いつもくるくると大きな目で、目に見えない何かと話してるような子。

仕事はあんまりできなかったけど、何故か憎めないキャラ。


「ええー、僕先輩にまだ色々教わりたかったのになあ…。」


これから終わり行く世界に、何を望んでいるのだろうこの子は。


「先輩そうだ、今度飯でもいきませんか?

美味しい店あるんですよ。話したいこともあるし。」


「ふぅん、自信あるんだ?不味かったら、電話登録削除してあげるからね。」


「はは、酷いなあ先輩はほんと。

でもなんで会社辞めちゃったんですか?」


「あと、1年しか続かない世界で、なんでストレスを溜めて、日々生きてい…。

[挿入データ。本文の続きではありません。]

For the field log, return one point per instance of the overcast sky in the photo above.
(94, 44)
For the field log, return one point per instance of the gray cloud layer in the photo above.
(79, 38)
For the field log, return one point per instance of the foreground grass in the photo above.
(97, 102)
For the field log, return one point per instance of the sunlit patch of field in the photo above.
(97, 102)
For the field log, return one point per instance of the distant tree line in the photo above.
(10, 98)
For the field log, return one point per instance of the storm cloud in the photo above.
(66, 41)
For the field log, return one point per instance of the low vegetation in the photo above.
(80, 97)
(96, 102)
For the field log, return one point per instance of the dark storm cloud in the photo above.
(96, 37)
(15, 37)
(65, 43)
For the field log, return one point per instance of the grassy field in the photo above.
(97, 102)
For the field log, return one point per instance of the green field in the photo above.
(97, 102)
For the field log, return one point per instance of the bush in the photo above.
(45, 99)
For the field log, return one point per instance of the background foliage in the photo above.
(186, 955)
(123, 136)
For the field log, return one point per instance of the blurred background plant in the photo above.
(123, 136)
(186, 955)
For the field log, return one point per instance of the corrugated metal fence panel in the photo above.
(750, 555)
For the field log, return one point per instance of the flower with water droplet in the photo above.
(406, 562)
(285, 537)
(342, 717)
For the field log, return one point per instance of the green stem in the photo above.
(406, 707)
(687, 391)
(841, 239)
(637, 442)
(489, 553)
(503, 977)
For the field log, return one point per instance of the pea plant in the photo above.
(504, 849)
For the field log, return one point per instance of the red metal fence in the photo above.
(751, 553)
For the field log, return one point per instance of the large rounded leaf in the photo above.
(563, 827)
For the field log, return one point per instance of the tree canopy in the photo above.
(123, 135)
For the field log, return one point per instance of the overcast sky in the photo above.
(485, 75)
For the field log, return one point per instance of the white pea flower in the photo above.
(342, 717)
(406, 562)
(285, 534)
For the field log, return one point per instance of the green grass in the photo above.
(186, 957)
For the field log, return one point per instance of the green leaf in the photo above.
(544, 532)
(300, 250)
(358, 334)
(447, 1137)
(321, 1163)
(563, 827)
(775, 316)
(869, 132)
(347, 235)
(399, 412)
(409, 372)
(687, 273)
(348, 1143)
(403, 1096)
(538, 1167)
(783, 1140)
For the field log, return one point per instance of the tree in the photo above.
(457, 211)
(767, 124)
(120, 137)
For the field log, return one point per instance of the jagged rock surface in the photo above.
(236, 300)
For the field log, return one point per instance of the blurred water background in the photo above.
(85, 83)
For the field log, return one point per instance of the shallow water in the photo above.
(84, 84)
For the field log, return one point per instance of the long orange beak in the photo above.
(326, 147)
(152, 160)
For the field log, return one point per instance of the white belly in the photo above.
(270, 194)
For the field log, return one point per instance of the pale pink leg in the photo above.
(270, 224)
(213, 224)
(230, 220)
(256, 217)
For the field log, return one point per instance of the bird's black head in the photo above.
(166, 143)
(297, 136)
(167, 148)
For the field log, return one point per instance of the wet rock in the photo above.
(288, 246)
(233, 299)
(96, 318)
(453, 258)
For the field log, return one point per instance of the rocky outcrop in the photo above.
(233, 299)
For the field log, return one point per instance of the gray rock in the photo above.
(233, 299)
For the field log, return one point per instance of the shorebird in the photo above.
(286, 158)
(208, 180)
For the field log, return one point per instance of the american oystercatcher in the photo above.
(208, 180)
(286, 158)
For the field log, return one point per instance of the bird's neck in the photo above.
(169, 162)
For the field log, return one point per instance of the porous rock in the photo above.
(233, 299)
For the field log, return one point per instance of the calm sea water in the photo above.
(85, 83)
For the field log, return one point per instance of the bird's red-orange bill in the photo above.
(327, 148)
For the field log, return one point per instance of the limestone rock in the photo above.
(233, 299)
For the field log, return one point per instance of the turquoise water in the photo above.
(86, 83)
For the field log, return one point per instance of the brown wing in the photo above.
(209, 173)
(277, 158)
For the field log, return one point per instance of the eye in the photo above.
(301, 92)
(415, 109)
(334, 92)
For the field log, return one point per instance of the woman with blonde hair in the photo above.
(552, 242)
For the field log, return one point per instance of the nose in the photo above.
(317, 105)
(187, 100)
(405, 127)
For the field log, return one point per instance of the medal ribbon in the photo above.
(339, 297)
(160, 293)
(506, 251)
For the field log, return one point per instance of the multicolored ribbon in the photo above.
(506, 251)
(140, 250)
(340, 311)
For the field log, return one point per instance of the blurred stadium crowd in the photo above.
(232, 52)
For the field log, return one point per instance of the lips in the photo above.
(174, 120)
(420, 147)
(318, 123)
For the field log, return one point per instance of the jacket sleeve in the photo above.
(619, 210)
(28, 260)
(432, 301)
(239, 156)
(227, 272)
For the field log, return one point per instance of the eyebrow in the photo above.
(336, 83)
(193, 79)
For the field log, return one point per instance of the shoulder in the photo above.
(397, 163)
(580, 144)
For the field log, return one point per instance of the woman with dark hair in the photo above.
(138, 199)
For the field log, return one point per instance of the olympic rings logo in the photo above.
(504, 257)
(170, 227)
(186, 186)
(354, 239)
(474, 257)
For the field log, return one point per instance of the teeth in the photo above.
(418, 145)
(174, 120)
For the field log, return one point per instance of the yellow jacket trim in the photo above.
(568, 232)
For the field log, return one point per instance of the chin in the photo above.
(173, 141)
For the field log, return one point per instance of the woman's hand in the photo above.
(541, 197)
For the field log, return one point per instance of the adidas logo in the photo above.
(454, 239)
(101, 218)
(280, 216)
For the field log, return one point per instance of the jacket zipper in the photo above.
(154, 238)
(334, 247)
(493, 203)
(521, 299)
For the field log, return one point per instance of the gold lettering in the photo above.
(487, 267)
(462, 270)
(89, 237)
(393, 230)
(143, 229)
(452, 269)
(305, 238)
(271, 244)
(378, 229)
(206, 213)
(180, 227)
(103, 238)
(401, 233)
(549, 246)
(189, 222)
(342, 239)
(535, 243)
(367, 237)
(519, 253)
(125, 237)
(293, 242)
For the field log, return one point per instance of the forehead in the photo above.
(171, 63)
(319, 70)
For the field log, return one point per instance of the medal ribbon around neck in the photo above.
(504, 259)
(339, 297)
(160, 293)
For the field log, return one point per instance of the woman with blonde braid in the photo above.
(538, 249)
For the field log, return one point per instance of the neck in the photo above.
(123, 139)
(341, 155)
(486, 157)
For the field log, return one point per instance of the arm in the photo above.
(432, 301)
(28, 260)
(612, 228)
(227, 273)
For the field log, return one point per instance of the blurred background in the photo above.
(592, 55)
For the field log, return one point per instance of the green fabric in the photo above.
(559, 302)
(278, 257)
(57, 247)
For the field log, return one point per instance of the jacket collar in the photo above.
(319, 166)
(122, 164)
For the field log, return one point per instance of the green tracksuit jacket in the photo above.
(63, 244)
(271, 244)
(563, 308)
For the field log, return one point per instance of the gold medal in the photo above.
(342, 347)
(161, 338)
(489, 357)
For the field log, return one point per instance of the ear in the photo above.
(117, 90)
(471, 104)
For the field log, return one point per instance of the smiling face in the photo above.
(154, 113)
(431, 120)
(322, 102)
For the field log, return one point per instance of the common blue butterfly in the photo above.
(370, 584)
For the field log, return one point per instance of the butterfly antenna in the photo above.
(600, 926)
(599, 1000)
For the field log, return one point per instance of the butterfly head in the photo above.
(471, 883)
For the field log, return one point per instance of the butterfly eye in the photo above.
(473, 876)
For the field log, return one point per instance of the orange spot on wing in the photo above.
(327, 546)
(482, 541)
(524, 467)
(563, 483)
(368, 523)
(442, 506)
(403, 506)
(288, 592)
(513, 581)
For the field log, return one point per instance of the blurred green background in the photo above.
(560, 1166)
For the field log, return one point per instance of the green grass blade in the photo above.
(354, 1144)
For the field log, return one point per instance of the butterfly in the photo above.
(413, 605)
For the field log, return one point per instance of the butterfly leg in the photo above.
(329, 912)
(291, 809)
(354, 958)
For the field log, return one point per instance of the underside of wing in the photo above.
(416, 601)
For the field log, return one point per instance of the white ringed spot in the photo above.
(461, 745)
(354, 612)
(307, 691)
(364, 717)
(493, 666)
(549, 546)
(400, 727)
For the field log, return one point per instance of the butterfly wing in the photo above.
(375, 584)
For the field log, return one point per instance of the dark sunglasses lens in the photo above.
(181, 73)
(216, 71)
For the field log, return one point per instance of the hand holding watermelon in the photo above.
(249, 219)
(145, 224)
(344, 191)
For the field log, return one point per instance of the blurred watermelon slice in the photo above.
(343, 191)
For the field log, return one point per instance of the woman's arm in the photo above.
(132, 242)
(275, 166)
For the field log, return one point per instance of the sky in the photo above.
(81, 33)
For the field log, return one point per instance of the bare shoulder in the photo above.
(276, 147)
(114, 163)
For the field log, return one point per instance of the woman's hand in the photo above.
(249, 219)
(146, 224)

」


違和感を感じた。

何故私は、辞めたのか。


衝動的に、動いたはずだった。

風邪の勢いだった。

もう、終わる世界で、これ以上あくせく働いて何になるのか。


「先輩!?え?泣いてるんですか?!どうした…」

携帯の通話終了ボタンを押す。


私は泣いていた。

今度は現実の中で。


なんて私は単純なんだろう。


残り少ない人生の中で、

朝一番に、織人が私の部屋に来たことが嬉しかったのだ。


そして、同じ事がまた起こるかもしれない。


その時に、会社に出かけていたくなかった。


私は、この部屋で織人を待つ事を、無意識に望んだのだ。



馬鹿な私。


どうせなら、気づかないでいればよかったのに。



何時もと同じように、白い壁に背を預け、


織人にメールを送った。



-織人に逢いたい、今、逢いたい-


そんな短い、

でも私にとっては、心をそのまま、切り取って貼り付けたような、

血が出るような文面。




世界が私でできていたのなら、

その携帯の振動は、世界を揺らしたはずのメール。


でも、その振動は、

眠る織人の脇にある、サイドボードの上で鳴った。


そして、その部屋でその振動を聞いたのは、

織人ではなく、織人の妻なのだった。



世界は、その時、1度だけ気温を下げた。